Smith: SJ construction workers continue to wait on wage theft protection
Silvery Towers, the site where more than a dozen workers were allegedly enslaved in squalid conditions. File photo.

    Tick tock. Tick tock. Tick tock. What’s that sound? The sound of time being wasted by Mayor Sam Liccardo and five of his colleagues in cracking down on human trafficking and wage theft in the construction industry.

    The fact that San Jose construction workers are exploited and victimized by wage theft perpetrated by unscrupulous low-road developers is not in dispute. The magnitude of construction workers being ripped off ranges from overtime not being paid, lunch breaks not being provided and workers ordered to work “off the clock” to what occurred at the infamous Slavery Towers.  Actual human slavery.

    Right in the heart of downtown San Jose, construction workers on the Silvery Towers condo project, a project named after one of KT Urban’s Ken and Mark Tersini’s family members, were made to work without being paid, held in squalid conditions and threatened with harm if they spoke out. The vile sub-contractor on the project was arrested, convicted and is serving a federal prison sentence for his crime. Silvery Towers is now known as Slavery Towers and when this story broke, everyone thought the San Jose City Council would take swift action to remedy this ill.

    Tick tock. Tick tock. Unfortunately, we are all still waiting.

    One would think that passing a “Responsible Construction Ordinance” to wash the Slavery Towers stain away forever would have been a no brainer. Not in San Jose. Faux condemnation, phony righteous indignation and promises of “never again” rang through City Hall’s 18th floor as the ugly truth of what occurred at Slavery Towers was revealed. Yet here we are today, without a wage theft ordinance protecting workers on those public works and private construction projects.

    Juxtapose the snail-like pace of the inaction to enact a Responsible Construction Ordinance with what occurred when the Tersini brothers and their ilk cried poor and it’s plain to see which side the council majority is on.
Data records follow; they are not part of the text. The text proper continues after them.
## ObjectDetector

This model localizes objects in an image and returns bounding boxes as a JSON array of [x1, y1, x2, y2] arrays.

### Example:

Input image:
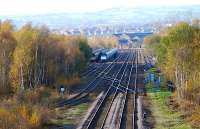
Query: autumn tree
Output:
[[0, 21, 16, 94]]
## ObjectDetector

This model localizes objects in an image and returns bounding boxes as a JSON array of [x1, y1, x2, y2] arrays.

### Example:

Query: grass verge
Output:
[[145, 71, 192, 129]]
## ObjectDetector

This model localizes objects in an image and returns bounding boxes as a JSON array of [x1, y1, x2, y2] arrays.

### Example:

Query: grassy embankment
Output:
[[146, 68, 191, 129]]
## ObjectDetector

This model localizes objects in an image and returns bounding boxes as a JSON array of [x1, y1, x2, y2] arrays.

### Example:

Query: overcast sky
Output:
[[0, 0, 200, 16]]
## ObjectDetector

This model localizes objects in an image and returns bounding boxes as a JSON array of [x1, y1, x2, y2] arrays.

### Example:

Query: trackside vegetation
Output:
[[0, 21, 91, 129], [144, 22, 200, 128]]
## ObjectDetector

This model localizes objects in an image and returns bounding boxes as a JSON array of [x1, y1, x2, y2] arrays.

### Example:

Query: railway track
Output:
[[78, 49, 141, 129], [57, 51, 123, 107], [100, 49, 137, 129], [78, 49, 131, 129]]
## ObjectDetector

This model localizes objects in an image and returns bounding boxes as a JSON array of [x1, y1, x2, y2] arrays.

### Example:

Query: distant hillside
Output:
[[0, 5, 200, 29]]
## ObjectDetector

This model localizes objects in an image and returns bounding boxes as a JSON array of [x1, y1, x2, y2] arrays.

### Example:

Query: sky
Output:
[[0, 0, 200, 16]]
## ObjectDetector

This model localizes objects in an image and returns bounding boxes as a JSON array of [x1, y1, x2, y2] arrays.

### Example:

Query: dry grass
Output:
[[0, 87, 55, 129]]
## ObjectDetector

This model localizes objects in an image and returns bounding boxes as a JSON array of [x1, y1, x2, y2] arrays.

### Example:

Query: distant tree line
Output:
[[88, 36, 118, 48], [0, 21, 91, 94], [144, 21, 200, 125]]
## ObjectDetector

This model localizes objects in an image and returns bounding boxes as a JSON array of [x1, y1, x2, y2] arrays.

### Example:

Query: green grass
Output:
[[52, 103, 89, 125], [148, 92, 191, 129], [147, 77, 191, 129]]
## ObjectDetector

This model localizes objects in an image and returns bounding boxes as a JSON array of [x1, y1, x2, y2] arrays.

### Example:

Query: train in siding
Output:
[[100, 48, 118, 62]]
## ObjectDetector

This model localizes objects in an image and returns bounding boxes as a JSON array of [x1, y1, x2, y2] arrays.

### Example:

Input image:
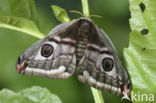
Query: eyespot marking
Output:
[[41, 44, 54, 58], [102, 58, 114, 72]]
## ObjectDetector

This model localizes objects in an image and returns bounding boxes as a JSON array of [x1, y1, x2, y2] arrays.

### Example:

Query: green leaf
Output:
[[91, 87, 104, 103], [0, 0, 38, 25], [82, 0, 90, 18], [0, 86, 62, 103], [51, 5, 70, 22], [124, 0, 156, 102], [0, 16, 44, 38]]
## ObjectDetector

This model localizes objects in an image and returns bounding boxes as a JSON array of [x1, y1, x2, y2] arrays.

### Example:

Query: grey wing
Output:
[[77, 27, 130, 95]]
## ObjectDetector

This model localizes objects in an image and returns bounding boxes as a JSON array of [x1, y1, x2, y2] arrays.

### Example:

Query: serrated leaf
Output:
[[124, 0, 156, 103], [0, 86, 62, 103], [0, 16, 44, 38], [51, 5, 70, 22], [0, 0, 38, 25]]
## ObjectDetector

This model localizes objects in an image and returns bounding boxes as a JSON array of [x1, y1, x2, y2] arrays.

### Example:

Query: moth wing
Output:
[[77, 21, 130, 95], [16, 20, 79, 78]]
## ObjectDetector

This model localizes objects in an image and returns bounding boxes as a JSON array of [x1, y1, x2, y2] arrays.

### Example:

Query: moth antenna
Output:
[[69, 10, 84, 16], [90, 15, 103, 18]]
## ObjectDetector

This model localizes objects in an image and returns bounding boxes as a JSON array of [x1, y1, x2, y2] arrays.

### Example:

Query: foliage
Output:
[[124, 0, 156, 101], [0, 87, 62, 103], [0, 0, 43, 38]]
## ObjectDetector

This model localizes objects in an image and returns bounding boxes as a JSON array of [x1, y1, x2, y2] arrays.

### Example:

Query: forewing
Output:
[[77, 19, 130, 95], [16, 21, 76, 78]]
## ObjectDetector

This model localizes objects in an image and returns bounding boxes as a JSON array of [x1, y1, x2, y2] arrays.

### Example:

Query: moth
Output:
[[16, 18, 131, 96]]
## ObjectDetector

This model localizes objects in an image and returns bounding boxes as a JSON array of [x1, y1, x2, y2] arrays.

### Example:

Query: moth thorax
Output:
[[76, 36, 87, 65]]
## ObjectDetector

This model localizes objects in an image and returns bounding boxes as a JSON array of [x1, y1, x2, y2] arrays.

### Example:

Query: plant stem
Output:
[[82, 0, 90, 18], [82, 0, 104, 103]]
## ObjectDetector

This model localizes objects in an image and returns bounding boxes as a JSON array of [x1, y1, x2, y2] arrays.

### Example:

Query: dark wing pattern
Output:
[[77, 19, 130, 95], [16, 21, 80, 78], [16, 18, 130, 95]]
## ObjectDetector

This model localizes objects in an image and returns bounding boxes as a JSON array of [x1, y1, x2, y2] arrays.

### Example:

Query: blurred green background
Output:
[[0, 0, 130, 103]]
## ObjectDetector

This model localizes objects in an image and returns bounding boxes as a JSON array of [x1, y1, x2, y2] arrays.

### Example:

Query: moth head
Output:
[[16, 38, 51, 74]]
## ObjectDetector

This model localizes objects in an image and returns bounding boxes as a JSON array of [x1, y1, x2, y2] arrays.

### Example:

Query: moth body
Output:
[[16, 18, 131, 95]]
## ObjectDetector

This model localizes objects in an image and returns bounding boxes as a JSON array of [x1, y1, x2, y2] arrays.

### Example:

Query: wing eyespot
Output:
[[102, 58, 114, 72], [41, 44, 54, 58]]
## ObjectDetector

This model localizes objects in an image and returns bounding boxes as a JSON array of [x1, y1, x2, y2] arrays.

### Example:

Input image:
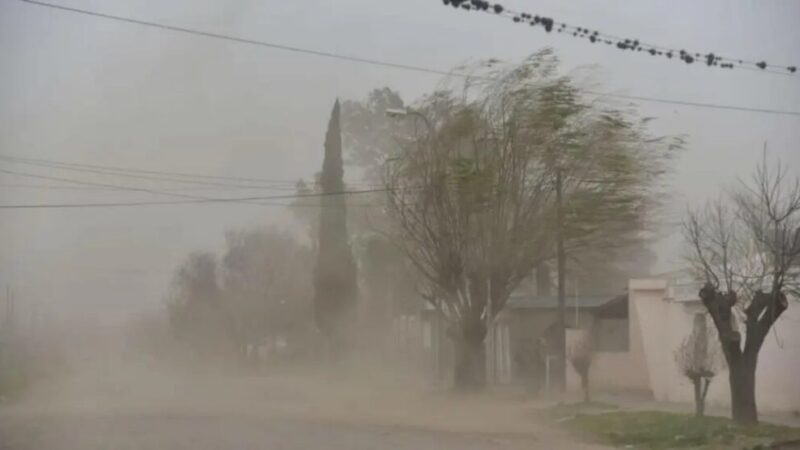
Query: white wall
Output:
[[629, 280, 800, 411]]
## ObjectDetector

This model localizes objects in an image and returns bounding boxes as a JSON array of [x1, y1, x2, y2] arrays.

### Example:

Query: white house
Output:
[[570, 273, 800, 411]]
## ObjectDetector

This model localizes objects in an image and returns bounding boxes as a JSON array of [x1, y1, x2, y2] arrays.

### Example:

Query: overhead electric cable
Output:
[[10, 0, 800, 116]]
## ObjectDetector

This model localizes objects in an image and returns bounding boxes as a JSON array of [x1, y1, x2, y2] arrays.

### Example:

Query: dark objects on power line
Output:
[[442, 0, 797, 74]]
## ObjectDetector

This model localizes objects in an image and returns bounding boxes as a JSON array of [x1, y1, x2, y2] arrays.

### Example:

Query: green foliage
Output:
[[569, 412, 800, 449], [314, 100, 358, 350]]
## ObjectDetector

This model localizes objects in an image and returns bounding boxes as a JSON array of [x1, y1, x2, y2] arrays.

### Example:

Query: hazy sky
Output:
[[0, 0, 800, 324]]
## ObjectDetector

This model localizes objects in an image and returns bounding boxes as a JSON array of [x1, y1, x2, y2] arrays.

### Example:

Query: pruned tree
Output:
[[675, 314, 725, 417], [385, 51, 680, 388], [569, 333, 594, 403], [314, 100, 358, 354], [683, 153, 800, 423]]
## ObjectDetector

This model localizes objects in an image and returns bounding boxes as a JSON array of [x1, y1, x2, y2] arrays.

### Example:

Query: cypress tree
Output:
[[314, 99, 358, 353]]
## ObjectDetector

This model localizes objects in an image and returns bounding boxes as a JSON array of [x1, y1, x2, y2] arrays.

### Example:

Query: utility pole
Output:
[[556, 168, 567, 391]]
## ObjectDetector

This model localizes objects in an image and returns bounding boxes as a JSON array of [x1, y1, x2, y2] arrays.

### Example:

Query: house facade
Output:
[[568, 272, 800, 411]]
Small hint, it’s not on the side of San Jose’s middle-class construction workers.

    When the development lobby descended upon City Hall with their crocodile tears about not being able to turn a buck on their high-rise construction projects, Mayor Liccardo channeled his best Han Solo and jumped into the Millennium Falcon and piloted it at light speed to get them a $67 million-dollar taxpayer funded handout.

    When construction workers and their families shed real tears about not being able to make their rent or mortgage, pay their bills, pay for daycare or save for retirement because they are being ripped off by greedy developers and shady contractors, the mayor donned on a turtle shell and has inched along.

    The mayor and council should back up their rhetoric condemning wage theft in the construction industry with action. They should adopt a strong Responsible Construction Ordinance that incorporates the recommendations contained in Councilmember Sergio Jimenez’s proposal. Construction workers in San Jose have waited long enough; it’s time our elected officials matched their rhetoric condemning wage theft with action to eradicate it.

    Tick tock. Tick tock. Tick tock.

    Will Smith is the business representative for the International Brotherhood of Electrical Workers, Local 332 (IBEW), which represents approximately 81 full-time employees, including electricians, senior electricians and electrical supervisors in San Jose.